Su verdadera casa era la de Paca. Ya iban a buscarlo a ella sus amigos; se había llevado allí los gallos. Vivía en una promiscuidad escandalosa en sus amores con la hija de su querida, que, después de llorar y lamentarse de la traición, había acabado por consolarse. Sabía disimular para continuar aparentando que era ella la querida de Antonio. Le seguía preparando aquellas suculentas meriendas, que tenían el arte de ser siempre oportunas, elegidas, y proporcionarle alguna sorpresa. El arte de Paca era el arte de saber preparar sus meriendas de manera que rimasen hasta con el estado de ánimo de Antonio. Adivinaba su apetito y sus gustos, se apoderaba de él por la gula.
La muchacha era una especie de esclava sumisa. Los dobles celos de Antonio y de su madre la tenían encerrada allá en el fondo de la casa, esperando que el señor se dignase acordarse de ella, pero sin tomar jamás parte en sus francachelas y sus fiestas.
Las visitas que habían mortificado a Dolores en los primeros tiempos, se alejaron al ver que nada nuevo sucedía. No había vuelto a saber nada de Pepe; no tenía una amiga, ni una distracción, nada que amenizara su vida.
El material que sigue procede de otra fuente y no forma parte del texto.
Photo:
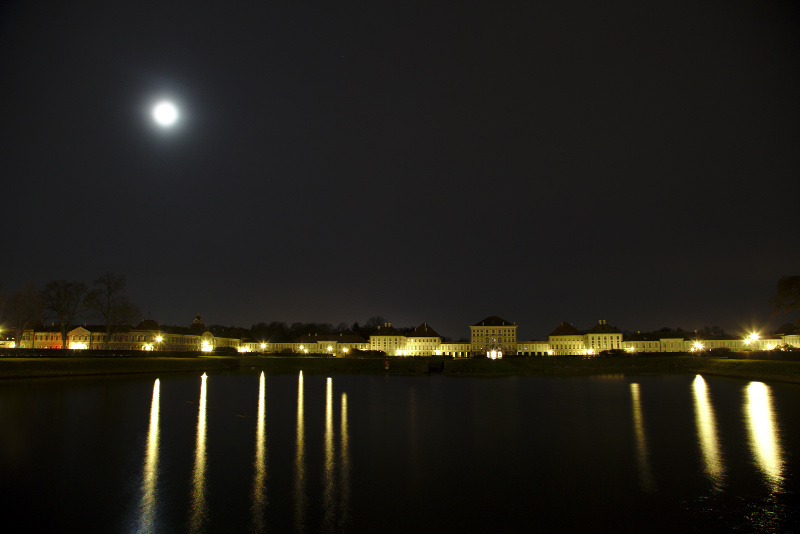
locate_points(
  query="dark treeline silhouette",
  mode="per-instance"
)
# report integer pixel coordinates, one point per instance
(67, 304)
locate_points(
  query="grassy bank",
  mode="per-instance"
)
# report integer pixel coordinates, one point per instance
(769, 370)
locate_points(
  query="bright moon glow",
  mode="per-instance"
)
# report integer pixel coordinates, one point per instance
(165, 113)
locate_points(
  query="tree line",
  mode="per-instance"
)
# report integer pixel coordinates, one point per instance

Poco a poco se iba abandonando en sus cuidados personales y en su atavío. No cuidaba de la casa, no leía, no hacía ninguna labor. Su espíritu se dormía para caer en un estado de inercia, de indiferencia, que no estaba lejos de la idiotez. Iba siendo lo que allí se entendía que debía ser una mujer casada. A Juanita no se le escapaba aquella desesperación íntima que la dominaba.
—No seas tonta, Dolores, y no te abatas así —solía decirle—. Yo comprendo que es triste que tu marido no te atienda como tú te mereces y ande por ahí con querindangas. Pero no sabes tú lo que hacen otros. Después de todo nada te falta en tu casa, y no se mete contigo. Créete que lloras sólo con un ojo.
Dolores asentía. ¿A qué quejarse? No pudiendo ser dichosa se conformaba con verse libre de las caricias de su marido. Era aquello lo que buscaba con el divorcio. Le bastaba con poseer el dominio de su cuerpo, con no tener que envilecerse en una unión sin amor; con no verse obligada a cumplir aquella obligación que las damas devotas llamaban el débito conyugal. Era aquello la mayor monstruosidad con que emporcaba el matrimonio. Al verse libre de ella, pensaba en que verdaderamente era feliz.